On the other hand, the film has elements and moments of sheer genius:
Jackie Earle Haley is brilliant and just downright terrifying as Rorschach, the
sociopathic super "hero" whose view of humanity fills him with bitterness for a
race in which nobody else can ever live up to his uncompromising standards. I
never felt a real chill when Heath Ledger was on the screen as the evil Joker,
but Jackie Earle managed to make me shiver while playing a good guy! His
character is defined by this bit of narration: "The streets are extended gutters
and the gutters are full of blood and when the drains finally scab over, all the
vermin will drown. The accumulated filth of all their sex and murder will foam
up about their waists and all the whores and politicians will look up and shout
'Save us!' And I'll whisper 'no'."
Billy Crudup, with the most difficult role as a God unable to shake off his
human origins, manages to create a Dr. Manhattan who is both detached from
humanity and yet in tune with its core values. He manages to engage both our
curiosity and our sympathy.
The Nixon/Kissinger war room is a nice bit of homage to Dr. Strangelove.
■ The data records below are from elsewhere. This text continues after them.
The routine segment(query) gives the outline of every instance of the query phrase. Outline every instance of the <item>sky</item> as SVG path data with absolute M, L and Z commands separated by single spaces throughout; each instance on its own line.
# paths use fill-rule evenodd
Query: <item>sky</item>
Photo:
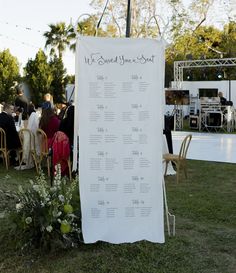
M 43 33 L 49 30 L 50 23 L 64 21 L 73 24 L 85 13 L 94 10 L 89 6 L 91 0 L 0 0 L 0 51 L 9 48 L 20 62 L 21 71 L 28 59 L 35 58 L 39 48 L 44 49 Z M 184 0 L 188 4 L 190 0 Z M 236 0 L 219 0 L 236 2 Z M 104 3 L 106 1 L 104 0 Z M 224 6 L 224 5 L 223 5 Z M 218 14 L 224 15 L 224 10 Z M 218 14 L 212 16 L 218 18 Z M 83 17 L 84 16 L 84 17 Z M 75 72 L 75 57 L 69 50 L 63 56 L 68 74 Z
M 50 23 L 69 24 L 79 16 L 93 11 L 90 0 L 0 0 L 0 51 L 9 48 L 20 62 L 21 71 L 28 59 L 44 49 L 43 33 Z M 84 17 L 83 17 L 84 16 Z M 81 19 L 86 19 L 85 15 Z M 66 52 L 64 63 L 69 74 L 74 74 L 74 54 Z

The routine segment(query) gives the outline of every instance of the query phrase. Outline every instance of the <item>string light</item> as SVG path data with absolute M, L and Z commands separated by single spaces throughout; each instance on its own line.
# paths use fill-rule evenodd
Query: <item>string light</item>
M 26 27 L 26 26 L 21 26 L 21 25 L 18 25 L 18 24 L 11 24 L 9 22 L 3 22 L 3 21 L 0 21 L 0 24 L 4 24 L 4 25 L 11 25 L 11 26 L 14 26 L 16 28 L 22 28 L 22 29 L 25 29 L 27 31 L 36 31 L 38 33 L 44 33 L 44 31 L 42 30 L 37 30 L 37 29 L 33 29 L 31 27 Z
M 21 43 L 21 44 L 23 44 L 23 45 L 26 45 L 26 46 L 29 46 L 29 47 L 32 47 L 32 48 L 37 48 L 37 49 L 40 49 L 40 47 L 39 47 L 39 46 L 35 46 L 35 45 L 32 45 L 32 44 L 29 44 L 29 43 L 26 43 L 26 42 L 23 42 L 23 41 L 17 40 L 17 39 L 12 38 L 12 37 L 10 37 L 10 36 L 8 36 L 8 35 L 4 35 L 4 34 L 1 34 L 1 33 L 0 33 L 0 37 L 3 37 L 3 38 L 6 38 L 6 39 L 8 39 L 8 40 L 12 40 L 12 41 L 15 41 L 15 42 Z

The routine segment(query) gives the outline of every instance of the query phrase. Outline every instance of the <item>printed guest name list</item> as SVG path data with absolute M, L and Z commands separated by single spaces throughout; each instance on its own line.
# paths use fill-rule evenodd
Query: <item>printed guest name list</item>
M 144 47 L 146 45 L 146 47 Z M 163 242 L 162 45 L 79 41 L 79 172 L 85 242 Z

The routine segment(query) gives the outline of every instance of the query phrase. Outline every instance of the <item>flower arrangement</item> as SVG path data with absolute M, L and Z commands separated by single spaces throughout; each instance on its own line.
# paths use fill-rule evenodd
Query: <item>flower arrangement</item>
M 41 172 L 26 190 L 19 187 L 16 209 L 11 213 L 22 248 L 75 247 L 81 241 L 78 179 L 68 183 L 56 166 L 53 185 Z

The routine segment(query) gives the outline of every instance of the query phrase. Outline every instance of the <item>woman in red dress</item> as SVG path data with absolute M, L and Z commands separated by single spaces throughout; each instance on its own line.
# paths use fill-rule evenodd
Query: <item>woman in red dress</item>
M 48 148 L 52 146 L 52 140 L 55 132 L 59 130 L 60 120 L 52 108 L 42 109 L 42 116 L 39 122 L 39 128 L 42 129 L 48 137 Z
Patrick Wilson has some great moments as Dan, aka Night Owl, and the
screenwriters gave him some great material to work with. Seemingly content as a
peacefullly retired superhero, his wimpy facade disguises the fact that he is
actually unhappy to have been castrated by society. His response to his loss of
potency is another type of impotence, much to the disappointment of Silk Spectre.
But when he and the Spectre decide to flout the superhero ban and get back in
the fray, his manhood returns to him. The more daring their adventures, the
happier and sexier he becomes. After they save some people from a burning
building and make passionate love, the renascent Night Owl suggests apres-sex
that they break their colleague Rorschach out of prison. Spectre tells him that
blasting in and out of a maximum security prison will be much more difficult
than putting out a fire, to which he responds "and much more fun," with a sense
of delight that we had not previously seen from the reserved and professorial "Dan."
Interesting score from song-poets: Dylan, Leonard Cohen, etc.
Sci-Fi/Fantasy, the genre of superhero comics, has always been an arena in which
interesting ideas are presented and examined. Watchmen is filled with daring
ideas. Some of them are sheer lunacy, to be sure, and none of them are
presented with any sense of balance. It may even be true to say that the vast
majority of the ideas are just plain wrong. But none of that is as important as
the fact that the ideas are both original and interesting. Let's face it, if we
wanted sound reasoning, nuance and complexity, we wouldn't be watching a movie
where the characters have names like Moloch the Mystic. We watch a
sci-fi/fantasy movie to encounter the outré, the fantastical, the speculative,
the wildly imaginative. In that respect, Watchmen is a triumph, if a slightly
Bottom line? I like this movie. It has a film noir grittiness to go with a
sci-fi sense of imagination, much like Blade Runner, except it also has a truly
nutty Dr. Strangelove overlay. It's one weird-ass and occasionally confusing
movie, but one I found consistently fascinating, even though it seems to me like
a very good movie that should have been even better.
This is not your father's comic book movie. It is filled with sex and nudity to go
with explicit gore. Patrick Wilson shows his butt. Billy Crudup's CGI image is
walking around with his dingle out throughout the movie.